Hypermetabolism has most commonly been confirmed using the ratio of measured REE (mREE) to calculated REE (cREE). Findings in the ALS population often reveal a ratio greater than 1.1, or 110% of normal. The mREE is obtained by calorimetry whereas cREE is calculated using an established energy equation. Calorimetry is a measurement of the amount of heat eliminated or stored in a system. Direct calorimetry is the measurement of the amount of heat produced by a patient while housed for a certain amount of time within a small chamber.
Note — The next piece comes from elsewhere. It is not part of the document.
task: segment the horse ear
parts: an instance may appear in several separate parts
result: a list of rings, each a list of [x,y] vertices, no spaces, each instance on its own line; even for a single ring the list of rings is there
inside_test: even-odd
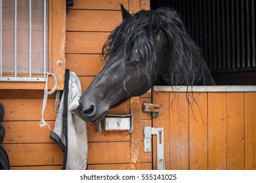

Access to equipment allowing direct calorimetry measurement is limited and often impractical.
Indirect calorimetry is a more often used measure of energy expenditure. This technique uses gas exchange measurements, oxygen consumption, and CO 2 output to determine the amount of heat produced by patients indirectly. Patients are typically evaluated in a seated position for 20 to 30 minutes and asked to breathe normally under a transparent canopy. Indirect calorimetry is noninvasive and simple to perform but not regularly used to due the cost, availability of equipment, and patient tolerance. Ultimately, indirect calorimetry can be used to help assess energy expenditure and allow for customized recommendations for nutritional support to meet a patient’s mREE and minimize weight loss.
Many studies have evaluated ALS patients comparing indirect calorimetry with calculated energy expenditure equations. The Harris-Benedict and the Mifflin–St Jeor equations have both been recommended for use when estimating energy requirements for ALS patients ( Box 2 ). The Harris-Benedict equation is the most commonly used in these comparison studies, which have found an increase in mREE on average of 14% to 20% beyond that predicted by the Harris-Benedict–derived cREE. One study reported using the Harris-Benedict equation and overestimating patient needs; however, the study cohort included patients with mechanical ventilation, and 11 of the 34 had not fasted overnight before indirect calorimetry testing. Both of these factors compromise the data and thus the interpretation of results. Current thinking supports the addition of a 10% increase in calories beyond the cREE values when providing nutritional recommendations for patients with ALS.